Let’s create a table and populate it with some data.
postgres=# create table a as select generate_series(1,100);
INSERT 0 100
postgres=# select count(*) from a;
count
-------
100
(1 row)

The data is distributed through the cluster of the 4 Datanodes.
postgres=# execute direct on node dn4 'select count(*) from a';
count
-------
27
(1 row)
postgres=# execute direct on node dn3 'select count(*) from a';
count
-------
19
(1 row)
postgres=# execute direct on node dn2 'select count(*) from a';
count
-------
31
(1 row)
postgres=# execute direct on node dn1 'select count(*) from a';
count
-------
23
(1 row)

CREATE TABLE AS is not only limited to global tables, you can define a distribution type, a subset of nodes, and of course the table can be unlogged or temporary. Here the table is distributed by round robin on datanodes dn1 and dn2.
postgres=# create table c distribute by round robin to node dn1,dn2 as select * from b;
INSERT 0 100
postgres=# execute direct on node dn1 'select count(*) from c';
count
-------
50
(1 row)
postgres=# execute direct on node dn2 'select count(*) from c';
count
-------
50
(1 row)
postgres=# execute direct on node dn3 'select count(*) from c';
count
-------
0
(1 row)
postgres=# execute direct on node dn4 'select count(*) from c';
count
-------
0
(1 row)

However, SELECT INTO does not have any extension for distribution type and node subsets. The reason for that is because SELECT INTO is by default a SELECT query, CREATE TABLE AS is a DDL. So in this case table created is distributed by hash on all the nodes.
postgres=# select * into d from b;
INSERT 0 100
postgres=# select pclocatortype,nodeoids from pgxc_class where pcrelid = 'd'::regclass;
-[ RECORD 1 ]-+------------------------
pclocatortype | H
nodeoids | 16384 16385 16386 16387

Yeah, that rocks.

Just yesterday I committed that.
commit 2aea0c2e0e01031f5dd4260b6985dc0ed4eadc50
Author: Michael P
Date: Tue Nov 15 09:54:54 2011 +0900
 
 Support for data distribution among a subset of datanodes
 
 CREATE TABLE has been extended with the following clause:
 CREATE TABLE ...
 [ TO ( GROUP groupname | NODE nodename [, ... ] ) ]
 
 This clause allows to distribute data among a subset of nodes
 listed by a node list, or a group alias.
 Node groups can be defined with CREATE NODE GROUP.
 
 The base structure for this support was added with commit
 56a90674444df1464c8e7012c6113efd7f9bc7db, but check of mapping of
 subsets of node list was still missing for the management of join
 push down and materialization evaluation in planner.

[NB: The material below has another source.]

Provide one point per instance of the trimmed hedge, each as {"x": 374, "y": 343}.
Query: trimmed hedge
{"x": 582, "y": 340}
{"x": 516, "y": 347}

So what the hell is it??? Simply a feature that allows you to better control the data distributed among your Postgres-XC cluster.

Let’s take an example of a cluster with 2 Coordinators and 4 Datanodes.
postgres=# select oid,node_name from pgxc_node;
oid | node_name
-------+-----------
11133 | coord1
11134 | coord2
11135 | dn1
11136 | dn2
11137 | dn3
11138 | dn4
(6 rows)

Prior to this functionality, creating a table forced you to distribute the data among all the datanodes of your cluster.
postgres=# create table test (a int);
CREATE TABLE
postgres=# select nodeoids from pgxc_class where pcrelid = 'test'::regclass;
nodeoids
-------------------------
11135 11136 11137 11138
(1 row)

Now, CREATE TABLE has a new clause extension to be able to create a table only on a subset of nodes.
This is documented here.
The new clause is written as:
CREATE TABLE
...
[ TO ( GROUP groupname | NODE nodename [, ... ] ) ]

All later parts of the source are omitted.